私はその言葉にじーんときて、思わず胸を押さえて下を向く。すると、ナルシス様は変なことを言う。


「…そんなに私のお嫁さんは嫌?そんなにマチアスがいいの?」


「え?」


「ダメよ、絶対渡さない!マガリーは私の婚約者よ!」


ナルシス様が嫉妬してくれていることに感動しつつも、何かすれ違いがあるようなので誤解を解く。


「あの、嬉しいです」


「え」


「ナルシス様がドレスを買ってくれて、ナルシス様が私が嫁ぐのを楽しみにしてくれてるみたいですごく嬉しくて…今のも、嫉妬してくれたんですよね?すごく嬉しいです」


「え、でも、貴女…マチアスが好きなんでしょ?」


「え、私が好きなのはナルシス様です!幼い頃からずっと好きでした!」


ナルシス様は一拍おいて、私を強く抱き寄せた。


「じゃあ、私が勘違いしていたの?マチアスのことは好きじゃない?私が好き?マチアスのことばかり追いかけていたのは何故?」


「はい!ナルシス様がマチアス様を好きだから、好みのタイプになろうと研究していただけです!」


「そうだったの…私、マガリーだけを愛しているわ。マチアスは同性のお友達として好きなだけなの。それこそ勘違いよ」


「えー!?」


「私が好きなのは、貴女」


ナルシス様が私の身体を放すと、頬にキスをしてくれた。


「…愛してるわ、マガリー」


「大好きです、ナルシス様!」












「お前らようやくくっついたんだ」


翌日、学園でマチアス様にそう声をかけられた。


「え、わかります?」


「だってお前、朝からナルシスにベタベタに甘えてんじゃん。みんな言わないだけでわかるよ」


「えー、困っちゃーう」


「うざっ」


「えへへ」


マチアス様に頭をチョップされて笑う。


「ちょっとマチアス。
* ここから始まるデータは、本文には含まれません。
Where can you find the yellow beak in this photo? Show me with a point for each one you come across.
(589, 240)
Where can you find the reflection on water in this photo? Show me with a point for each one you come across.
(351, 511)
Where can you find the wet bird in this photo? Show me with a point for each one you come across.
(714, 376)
私のマガリーに触らないで」


そこにナルシス様が来た。ナルシス様は心が通じ合ってから、ちょっとヤキモチ妬きになった。


「束縛し過ぎると逃げられるぞー」


「うるさいわね!相思相愛だから大丈夫よ!」


ナルシス様の何気ない一言が嬉しい。相思相愛とか、照れちゃう。


「ナルシス様」


「なあに?マガリー」


「愛してます!」


「私もよ!」


「お熱いことで」


これからもずっと、ナルシス様とこうしていられたら嬉しいな。ついでに、マチアス様とも仲良くしてあげなくもない。